When Aaron Rai walked off the 18th green at Aronimink on Sunday with the Wanamaker Trophy and a three-shot win in his pocket, one of the first analysts to put the result in context was former PGA Tour winner Johnson Wagner, on CBS's Scorecard Studios broadcast.
Wagner did not begin with the 109-year English drought or the 68-foot putt at the 17th. He began with the course.
"He's one of the hardest workers in professional golf," Wagner said of Rai. "He's won three times in Europe. Obviously, the Wyndham Championship on a Donald Ross venue at Sedgefield. And this golf course, when you look at Oak Hill specifically, it was built for a guy like Aaron Rai."
The reference to Oak Hill briefly conflated two championships; Aronimink, not Oak Hill, hosted this year's PGA Championship. But the Donald Ross pattern Wagner put on the table is the live observation, and it is the more interesting one.
Rai's first PGA Tour win came at the 2024 Wyndham Championship at Sedgefield Country Club in Greensboro, North Carolina. Sedgefield is one of the purest Donald Ross designs left on the PGA Tour rota: short by modern standards at 7,131 yards, with crowned greens, slope-defined approach shots and small landing areas off the tee that reward placement over power. Rai won there with one of the tour's most precise iron games of that season.
Aronimink, redesigned and restored repeatedly since Ross drew it in 1928 in Newtown Square, Pennsylvania, demands the same vocabulary at major-championship volume.

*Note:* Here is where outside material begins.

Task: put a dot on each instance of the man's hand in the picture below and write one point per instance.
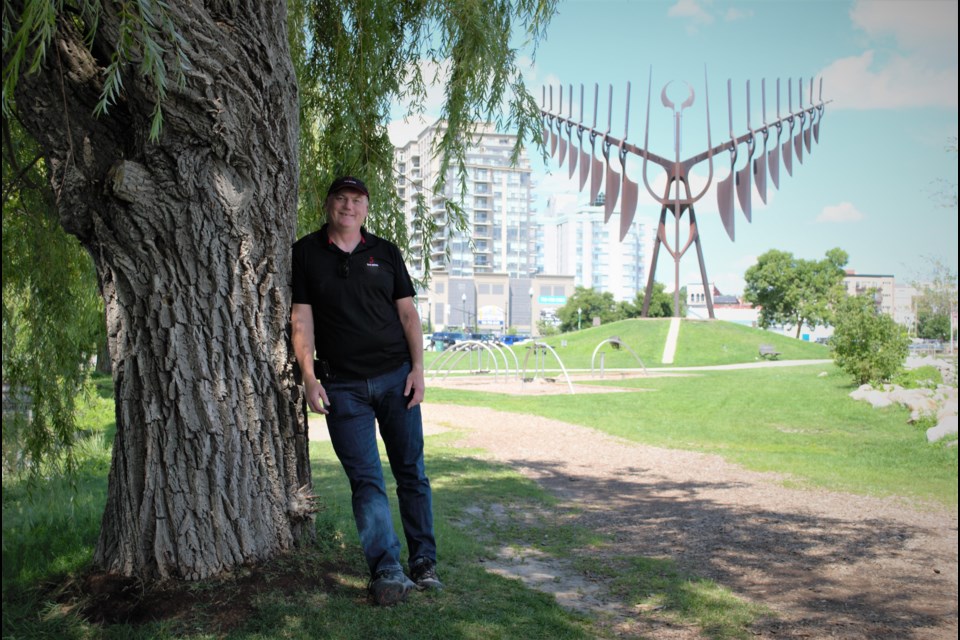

CBS's coverage on Sunday repeatedly came back to the small landing areas, the elevated and firm greens, and what Wagner described as "the bunkers clustered specifically to create nightmare lies." Players spoke all week about feeling punished for the smallest loss of focus.
That setup is, by historical pattern, kryptonite for bombers and an open door for a player like Rai. The 31-year-old does not lead the PGA Tour in any single distance statistic. He drives the ball straight, controls trajectory and spin with his irons, and rarely takes himself out of a hole. Sedgefield rewarded the same skill set. So did Aronimink.
Rai's own description of his approach play on Sunday read like a Donald Ross instruction manual.
"The shots on 16 hit a great tee shot to hold the fairway there. That was a really hard fairway to hit," he said. "It was a great number for a five iron. The wind was off the left. The ball was slightly below, so it kind of just suited a shot that was falling off the wind."
There was no talk of trying to overpower the hole. The shot was matched to the wind, the slope and the ideal landing area. That has been the Rai signature for several years, but Donald Ross venues are where it has produced trophies.
The next time the pattern can be tested is itself a Donald Ross-adjacent question. Aaron Rai is now exempt for the foreseeable run of PGA Tour majors and signature events. His upcoming schedule includes the Memorial Tournament at Muirfield Village, the Travelers Championship at TPC River Highlands, and an Open Championship at Royal Portrush. None of those are Donald Ross designs.
For now, the data is small but pointed. Two Aaron Rai wins of consequence, two Donald Ross designs. A pattern Johnson Wagner saw quickly enough to lead with it before the Wanamaker had even cooled.